Poker and Lotto: Winamax Introduces "Expresso" Poker Poker and Lotto: Winamax Introduces "Expresso" Poker

“75% of the time, a player will be competing with two other opponents for just double the prizepool.” French market leader Winamax debuted a unique new poker variant last month—a fast format SNG that is as much lottery as it is poker.

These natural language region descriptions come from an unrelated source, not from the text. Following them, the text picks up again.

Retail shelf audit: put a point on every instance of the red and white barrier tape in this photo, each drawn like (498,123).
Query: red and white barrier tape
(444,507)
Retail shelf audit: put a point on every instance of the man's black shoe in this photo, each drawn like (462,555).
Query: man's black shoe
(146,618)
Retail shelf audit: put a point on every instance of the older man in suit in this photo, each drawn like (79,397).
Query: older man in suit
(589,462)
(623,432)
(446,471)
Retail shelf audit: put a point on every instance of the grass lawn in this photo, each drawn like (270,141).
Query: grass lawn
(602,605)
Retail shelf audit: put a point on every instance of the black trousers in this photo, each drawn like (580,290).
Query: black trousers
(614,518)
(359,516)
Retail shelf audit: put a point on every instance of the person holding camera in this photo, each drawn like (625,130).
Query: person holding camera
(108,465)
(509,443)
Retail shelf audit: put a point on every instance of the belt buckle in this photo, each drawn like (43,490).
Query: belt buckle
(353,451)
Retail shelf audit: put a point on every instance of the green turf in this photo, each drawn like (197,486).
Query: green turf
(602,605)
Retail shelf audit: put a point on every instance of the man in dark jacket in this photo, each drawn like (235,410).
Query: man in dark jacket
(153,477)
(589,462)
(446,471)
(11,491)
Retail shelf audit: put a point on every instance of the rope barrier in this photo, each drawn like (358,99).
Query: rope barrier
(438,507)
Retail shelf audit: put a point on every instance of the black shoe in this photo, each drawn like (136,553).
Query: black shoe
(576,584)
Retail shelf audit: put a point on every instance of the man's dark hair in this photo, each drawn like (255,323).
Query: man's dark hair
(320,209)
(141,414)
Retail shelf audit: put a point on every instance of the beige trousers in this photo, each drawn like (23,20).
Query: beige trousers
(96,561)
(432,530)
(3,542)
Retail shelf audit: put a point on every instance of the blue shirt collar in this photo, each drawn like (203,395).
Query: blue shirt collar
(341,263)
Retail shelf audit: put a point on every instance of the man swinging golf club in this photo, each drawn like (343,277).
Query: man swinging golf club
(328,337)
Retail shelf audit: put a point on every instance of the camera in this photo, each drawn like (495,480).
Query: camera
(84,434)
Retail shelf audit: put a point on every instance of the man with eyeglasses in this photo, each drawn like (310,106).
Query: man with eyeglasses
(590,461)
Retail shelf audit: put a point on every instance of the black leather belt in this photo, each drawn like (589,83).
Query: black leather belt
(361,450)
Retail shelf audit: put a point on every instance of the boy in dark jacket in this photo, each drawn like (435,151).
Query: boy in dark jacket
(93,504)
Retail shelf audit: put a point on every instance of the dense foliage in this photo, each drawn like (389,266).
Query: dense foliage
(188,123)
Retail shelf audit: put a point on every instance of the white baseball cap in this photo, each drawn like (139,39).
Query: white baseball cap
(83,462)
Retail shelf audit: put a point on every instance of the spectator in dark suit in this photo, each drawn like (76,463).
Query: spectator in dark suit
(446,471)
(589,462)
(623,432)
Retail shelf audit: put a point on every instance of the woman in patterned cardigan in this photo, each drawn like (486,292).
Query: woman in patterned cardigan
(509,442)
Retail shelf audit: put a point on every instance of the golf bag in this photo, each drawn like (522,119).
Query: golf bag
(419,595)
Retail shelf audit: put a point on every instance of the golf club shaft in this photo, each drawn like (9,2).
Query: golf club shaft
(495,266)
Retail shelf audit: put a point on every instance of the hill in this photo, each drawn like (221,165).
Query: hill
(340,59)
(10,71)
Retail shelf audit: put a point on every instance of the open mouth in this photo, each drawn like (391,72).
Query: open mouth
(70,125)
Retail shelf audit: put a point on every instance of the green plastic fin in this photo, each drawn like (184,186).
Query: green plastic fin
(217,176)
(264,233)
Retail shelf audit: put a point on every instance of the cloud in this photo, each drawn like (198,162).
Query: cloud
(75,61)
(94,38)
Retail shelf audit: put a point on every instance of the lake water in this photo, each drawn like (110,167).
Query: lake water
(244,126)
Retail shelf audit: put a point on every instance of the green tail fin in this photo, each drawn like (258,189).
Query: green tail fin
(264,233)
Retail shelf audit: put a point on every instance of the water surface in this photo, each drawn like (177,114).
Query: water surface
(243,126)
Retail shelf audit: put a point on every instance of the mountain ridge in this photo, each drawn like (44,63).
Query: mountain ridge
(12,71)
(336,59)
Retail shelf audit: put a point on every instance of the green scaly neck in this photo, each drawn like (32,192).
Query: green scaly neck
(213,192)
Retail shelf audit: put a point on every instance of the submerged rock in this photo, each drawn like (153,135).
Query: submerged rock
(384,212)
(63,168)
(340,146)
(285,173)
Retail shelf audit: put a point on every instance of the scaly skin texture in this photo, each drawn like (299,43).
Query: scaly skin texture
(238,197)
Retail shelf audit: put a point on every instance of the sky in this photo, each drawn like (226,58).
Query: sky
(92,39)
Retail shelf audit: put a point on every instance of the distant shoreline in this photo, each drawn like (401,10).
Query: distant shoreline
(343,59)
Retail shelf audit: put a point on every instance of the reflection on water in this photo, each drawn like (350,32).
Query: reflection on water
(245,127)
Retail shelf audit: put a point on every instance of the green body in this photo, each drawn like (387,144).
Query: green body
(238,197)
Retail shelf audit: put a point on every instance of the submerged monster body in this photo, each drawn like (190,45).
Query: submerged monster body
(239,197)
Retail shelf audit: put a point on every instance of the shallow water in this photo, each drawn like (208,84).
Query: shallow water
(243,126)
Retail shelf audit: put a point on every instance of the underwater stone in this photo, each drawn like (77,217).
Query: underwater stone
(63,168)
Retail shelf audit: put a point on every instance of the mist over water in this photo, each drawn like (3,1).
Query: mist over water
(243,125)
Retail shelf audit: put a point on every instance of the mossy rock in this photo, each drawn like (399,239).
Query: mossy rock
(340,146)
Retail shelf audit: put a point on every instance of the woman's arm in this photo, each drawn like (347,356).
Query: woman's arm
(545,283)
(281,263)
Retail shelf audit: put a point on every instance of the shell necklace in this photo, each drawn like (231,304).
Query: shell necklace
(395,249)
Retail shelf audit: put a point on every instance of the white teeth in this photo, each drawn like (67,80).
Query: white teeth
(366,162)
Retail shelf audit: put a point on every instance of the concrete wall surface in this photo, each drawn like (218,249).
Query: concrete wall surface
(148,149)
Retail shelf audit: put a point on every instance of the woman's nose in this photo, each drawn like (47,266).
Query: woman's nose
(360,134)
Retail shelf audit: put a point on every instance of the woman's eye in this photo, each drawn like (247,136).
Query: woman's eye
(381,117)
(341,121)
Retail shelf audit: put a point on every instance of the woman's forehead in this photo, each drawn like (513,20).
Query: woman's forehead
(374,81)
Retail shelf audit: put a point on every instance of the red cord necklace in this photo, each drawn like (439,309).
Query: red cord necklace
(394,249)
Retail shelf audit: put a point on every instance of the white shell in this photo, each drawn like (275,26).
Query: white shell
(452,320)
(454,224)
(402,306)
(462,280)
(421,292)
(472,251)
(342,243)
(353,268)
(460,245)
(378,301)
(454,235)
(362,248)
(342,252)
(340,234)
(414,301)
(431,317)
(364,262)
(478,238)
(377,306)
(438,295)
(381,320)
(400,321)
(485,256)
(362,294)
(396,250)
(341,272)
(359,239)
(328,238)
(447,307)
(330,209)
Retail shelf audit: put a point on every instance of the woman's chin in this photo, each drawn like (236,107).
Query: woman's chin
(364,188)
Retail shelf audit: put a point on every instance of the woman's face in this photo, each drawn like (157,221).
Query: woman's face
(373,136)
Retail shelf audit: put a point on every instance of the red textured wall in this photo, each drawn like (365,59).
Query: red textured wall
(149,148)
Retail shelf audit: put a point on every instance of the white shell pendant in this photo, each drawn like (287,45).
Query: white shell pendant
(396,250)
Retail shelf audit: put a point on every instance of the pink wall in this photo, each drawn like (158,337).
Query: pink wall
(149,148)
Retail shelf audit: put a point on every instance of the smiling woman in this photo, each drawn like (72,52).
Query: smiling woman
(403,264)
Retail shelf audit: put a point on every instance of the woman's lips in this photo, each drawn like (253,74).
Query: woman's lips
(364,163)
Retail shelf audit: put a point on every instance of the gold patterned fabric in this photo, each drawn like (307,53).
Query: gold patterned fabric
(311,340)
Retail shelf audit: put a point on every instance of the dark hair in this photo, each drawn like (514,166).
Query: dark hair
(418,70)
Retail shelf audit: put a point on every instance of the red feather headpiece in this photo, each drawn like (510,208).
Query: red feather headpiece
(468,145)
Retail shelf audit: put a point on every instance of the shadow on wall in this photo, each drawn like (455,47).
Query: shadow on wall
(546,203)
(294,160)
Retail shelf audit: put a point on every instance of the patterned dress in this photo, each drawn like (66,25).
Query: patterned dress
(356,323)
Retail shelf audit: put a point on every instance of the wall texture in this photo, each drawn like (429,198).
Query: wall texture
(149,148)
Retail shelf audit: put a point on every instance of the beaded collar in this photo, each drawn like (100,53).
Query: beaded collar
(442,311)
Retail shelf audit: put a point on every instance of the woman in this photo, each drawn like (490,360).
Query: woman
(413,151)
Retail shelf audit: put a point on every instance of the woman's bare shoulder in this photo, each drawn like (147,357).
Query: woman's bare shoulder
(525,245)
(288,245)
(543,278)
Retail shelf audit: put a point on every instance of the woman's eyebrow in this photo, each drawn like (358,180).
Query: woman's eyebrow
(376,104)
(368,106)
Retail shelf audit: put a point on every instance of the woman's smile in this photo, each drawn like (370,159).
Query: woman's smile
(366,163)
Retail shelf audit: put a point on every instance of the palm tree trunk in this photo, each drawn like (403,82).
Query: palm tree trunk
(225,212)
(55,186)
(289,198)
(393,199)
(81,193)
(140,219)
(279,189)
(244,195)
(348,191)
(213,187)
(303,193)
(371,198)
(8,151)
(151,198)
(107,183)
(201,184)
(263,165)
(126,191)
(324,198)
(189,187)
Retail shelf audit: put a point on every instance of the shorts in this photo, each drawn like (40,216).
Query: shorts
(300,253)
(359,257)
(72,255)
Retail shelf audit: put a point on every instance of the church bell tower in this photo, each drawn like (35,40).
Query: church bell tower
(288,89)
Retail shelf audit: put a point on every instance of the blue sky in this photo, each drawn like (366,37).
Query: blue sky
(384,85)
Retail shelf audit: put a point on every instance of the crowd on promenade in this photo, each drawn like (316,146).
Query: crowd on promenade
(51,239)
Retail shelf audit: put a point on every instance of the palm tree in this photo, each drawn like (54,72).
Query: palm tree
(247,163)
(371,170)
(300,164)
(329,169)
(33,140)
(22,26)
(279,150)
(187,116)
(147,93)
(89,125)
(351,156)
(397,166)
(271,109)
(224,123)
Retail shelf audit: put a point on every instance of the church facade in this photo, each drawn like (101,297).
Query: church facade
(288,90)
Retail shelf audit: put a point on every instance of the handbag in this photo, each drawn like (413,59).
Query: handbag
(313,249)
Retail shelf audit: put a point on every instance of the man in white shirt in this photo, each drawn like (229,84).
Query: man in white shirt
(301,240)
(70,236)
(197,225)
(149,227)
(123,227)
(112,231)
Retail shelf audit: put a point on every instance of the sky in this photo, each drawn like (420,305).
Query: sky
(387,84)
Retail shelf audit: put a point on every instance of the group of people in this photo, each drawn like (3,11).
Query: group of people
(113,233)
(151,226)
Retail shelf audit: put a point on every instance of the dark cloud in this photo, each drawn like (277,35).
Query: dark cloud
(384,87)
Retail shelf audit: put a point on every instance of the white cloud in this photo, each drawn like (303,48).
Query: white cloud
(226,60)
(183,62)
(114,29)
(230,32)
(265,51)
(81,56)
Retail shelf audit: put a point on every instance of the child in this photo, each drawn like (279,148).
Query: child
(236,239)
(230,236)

Here’s how it works: From the lobby, an interested player clicks the big “Expresso” button on the sidebar. A player then chooses a buyin level: €1, €2, €5 or €10. Once selected, a player is seated in a three-handed, winner-takes-all sit and go with a hyper-turbo structure. Games last a matter of minutes.

So far, nothing too exceptional, but here’s the twist: The tournament is randomly assigned one of nine different prize pools—from double the buy-in, up to 1000x the buyin. A player can buy in for €10, and find himself fighting for a €10,000 prize.

“The effective rake per hyper-turbo tournament is 7%.” Astute readers will know the idea of random prize pool multipliers has been seen once before: with PokerStars’ Golden SNGs, which ran for a week during their “Road to 100 billion” series of promotions. However, the important difference between these and Expresso is that, when PokerStars SNGs went “Golden”—for 2x, 4x or 10x the buyin—this was a promotional extra prize added to the prize pool.

Expresso is not a temporary prize giveaway—its a permanent, raked, tournament format. The cost of the extra prizes are accounted for in the payout structure and, just like in casino games like slots or video poker, Expresso payouts are very top heavy.

In fact, over 75% of the time, a player will be competing with two other opponents for just double the prizepool—a negative-value proposition for all players. Fifteen percent of the time the prizepool is 4x the buyin, and less than 1% of the time the prize pool gets 20x or higher. The “jackpot” of a 1000x tournament occurs just 5 times in 100,000 (see full payout schedule below).

The “rake” in the tournaments not set by the buyin (like “€1+0.10”) but rather by the payout structure: The average prize for a €1-buyin tournament is €2.79, given the pay table. The entry fees collected is €1.00 from 3 players, making the effective rake per tournament 21c, or 7%.

Seven percent for a hyper turbo may seem high, but in the high-tax regulated French environment this is typical. Winamax normally collects 10% rake for their SNGs, including turbos, though they do not spread standard hyper-turbos. PokerStars France charges 8.7% rake on a €10 6-max hyper SNG (the rake is, however, around 4% on its dot-com site).